The vulnerability identified as CVE-2026-26367 affects JUNG's eNet SMART HOME server versions 2.2.1 and 2.3.1. It stems from a missing authorization check in the deleteUserAccount JSON-RPC method, which is intended to allow user account deletion. However, the server fails to enforce role-based access control, permitting any authenticated user with low privileges (UG_USER) to delete arbitrary user accounts except the built-in admin account. This is achieved by sending a crafted POST request to the /jsonrpc/management endpoint specifying the target username for deletion. The vulnerability does not require elevated privileges beyond standard user authentication, nor does it require user interaction, making it remotely exploitable over the network. The CVSS 4.0 score of 7.1 reflects high severity due to the ease of exploitation (low attack complexity, no privileges beyond user, no user interaction) and the significant impact on integrity and availability of user accounts. The flaw could allow attackers to disrupt smart home management by removing legitimate users, potentially locking out authorized users or causing denial of service in multi-user environments. No patches or exploits are currently reported, but the vulnerability's nature demands prompt attention. The eNet SMART HOME server is used primarily in residential and commercial smart home deployments, where user account integrity is critical for secure operation.

For European organizations, this vulnerability poses a significant risk to the integrity and availability of smart home management systems. Unauthorized deletion of user accounts could lead to denial of service for legitimate users, disruption of automated home functions, and potential security gaps if user roles are manipulated. In multi-user environments, such as managed residential complexes or smart office buildings, this could cause operational interruptions and loss of control over smart devices. The lack of proper authorization checks means that insider threats or compromised low-privileged accounts can escalate impact without needing administrative credentials. Given the growing adoption of smart home technologies in Europe, particularly in countries with high smart device penetration, this vulnerability could affect both private consumers and service providers managing smart home infrastructures. The absence of known exploits reduces immediate risk but does not diminish the urgency for mitigation, as the vulnerability is straightforward to exploit remotely.

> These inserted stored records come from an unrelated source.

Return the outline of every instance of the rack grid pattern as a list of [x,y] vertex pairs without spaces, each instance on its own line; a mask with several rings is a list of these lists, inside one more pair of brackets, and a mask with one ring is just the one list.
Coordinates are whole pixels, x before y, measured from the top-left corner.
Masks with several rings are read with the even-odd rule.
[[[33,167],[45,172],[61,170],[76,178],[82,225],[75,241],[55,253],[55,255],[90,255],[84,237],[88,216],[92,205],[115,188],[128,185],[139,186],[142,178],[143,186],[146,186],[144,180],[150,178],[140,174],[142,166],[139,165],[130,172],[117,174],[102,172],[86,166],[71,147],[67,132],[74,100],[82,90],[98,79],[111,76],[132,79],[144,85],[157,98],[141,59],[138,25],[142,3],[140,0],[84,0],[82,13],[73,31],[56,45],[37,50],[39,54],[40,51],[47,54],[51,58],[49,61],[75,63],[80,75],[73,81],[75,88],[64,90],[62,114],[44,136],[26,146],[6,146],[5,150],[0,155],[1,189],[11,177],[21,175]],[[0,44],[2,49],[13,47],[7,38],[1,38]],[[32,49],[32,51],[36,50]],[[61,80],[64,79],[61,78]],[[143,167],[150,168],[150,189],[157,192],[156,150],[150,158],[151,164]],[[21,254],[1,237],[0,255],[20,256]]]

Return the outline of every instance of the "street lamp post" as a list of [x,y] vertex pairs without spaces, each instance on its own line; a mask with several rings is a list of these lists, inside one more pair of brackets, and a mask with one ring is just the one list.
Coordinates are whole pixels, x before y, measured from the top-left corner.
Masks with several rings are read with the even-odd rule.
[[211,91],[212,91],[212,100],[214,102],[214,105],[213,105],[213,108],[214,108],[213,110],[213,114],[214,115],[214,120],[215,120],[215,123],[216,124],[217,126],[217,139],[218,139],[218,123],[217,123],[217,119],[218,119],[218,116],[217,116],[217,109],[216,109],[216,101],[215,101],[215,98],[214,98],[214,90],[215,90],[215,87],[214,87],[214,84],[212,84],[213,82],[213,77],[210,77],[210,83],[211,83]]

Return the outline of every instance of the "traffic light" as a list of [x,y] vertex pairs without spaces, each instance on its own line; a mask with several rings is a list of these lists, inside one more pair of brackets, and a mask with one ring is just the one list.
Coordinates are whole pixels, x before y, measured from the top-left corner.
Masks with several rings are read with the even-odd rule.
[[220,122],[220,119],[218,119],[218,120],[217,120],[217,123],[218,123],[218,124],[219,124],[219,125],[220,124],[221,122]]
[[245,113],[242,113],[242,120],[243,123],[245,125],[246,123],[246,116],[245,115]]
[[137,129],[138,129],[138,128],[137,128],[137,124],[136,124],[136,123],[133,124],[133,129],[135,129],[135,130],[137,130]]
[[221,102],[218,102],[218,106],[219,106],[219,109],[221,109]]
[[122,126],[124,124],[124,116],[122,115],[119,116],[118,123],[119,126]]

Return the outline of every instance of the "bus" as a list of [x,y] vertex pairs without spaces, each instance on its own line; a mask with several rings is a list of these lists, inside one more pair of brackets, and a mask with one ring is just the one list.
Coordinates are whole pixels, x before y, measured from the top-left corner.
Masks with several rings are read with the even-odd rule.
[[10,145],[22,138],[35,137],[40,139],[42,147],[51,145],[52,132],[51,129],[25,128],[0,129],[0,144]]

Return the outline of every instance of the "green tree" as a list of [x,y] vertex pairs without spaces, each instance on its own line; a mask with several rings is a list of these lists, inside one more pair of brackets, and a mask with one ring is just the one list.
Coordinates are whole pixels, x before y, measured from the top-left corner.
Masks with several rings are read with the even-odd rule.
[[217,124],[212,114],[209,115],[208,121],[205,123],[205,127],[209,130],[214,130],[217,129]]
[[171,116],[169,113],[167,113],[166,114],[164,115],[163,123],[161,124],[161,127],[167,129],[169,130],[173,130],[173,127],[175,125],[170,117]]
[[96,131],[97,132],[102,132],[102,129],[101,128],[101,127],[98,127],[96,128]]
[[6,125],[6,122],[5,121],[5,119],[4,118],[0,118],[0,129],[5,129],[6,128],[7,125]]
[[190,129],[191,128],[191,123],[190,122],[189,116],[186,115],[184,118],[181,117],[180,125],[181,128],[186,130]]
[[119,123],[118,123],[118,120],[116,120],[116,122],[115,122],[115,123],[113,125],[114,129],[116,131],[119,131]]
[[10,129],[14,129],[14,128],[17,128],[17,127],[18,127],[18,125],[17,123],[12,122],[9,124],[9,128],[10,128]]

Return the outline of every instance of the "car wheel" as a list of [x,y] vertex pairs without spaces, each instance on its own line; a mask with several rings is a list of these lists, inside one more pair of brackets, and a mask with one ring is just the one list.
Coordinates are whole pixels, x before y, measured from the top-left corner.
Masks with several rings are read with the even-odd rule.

1. Immediately restrict network access to the /jsonrpc/management endpoint by implementing firewall rules or network segmentation to limit access only to trusted administrative networks or devices. 2. Enforce strong authentication and monitoring on all user accounts, especially low-privileged users, to detect unusual activity such as unexpected account deletions. 3. If possible, upgrade to a patched version of the eNet SMART HOME server once available from JUNG. 4. In the absence of patches, implement application-layer proxies or web application firewalls (WAFs) to inspect and block unauthorized deleteUserAccount JSON-RPC requests. 5. Conduct regular audits of user accounts to quickly identify and restore any unauthorized deletions. 6. Educate users and administrators about the risk of this vulnerability and encourage immediate reporting of any anomalies. 7. Consider isolating smart home management servers from general user networks to reduce exposure. 8. Monitor vendor communications for updates or patches and apply them promptly.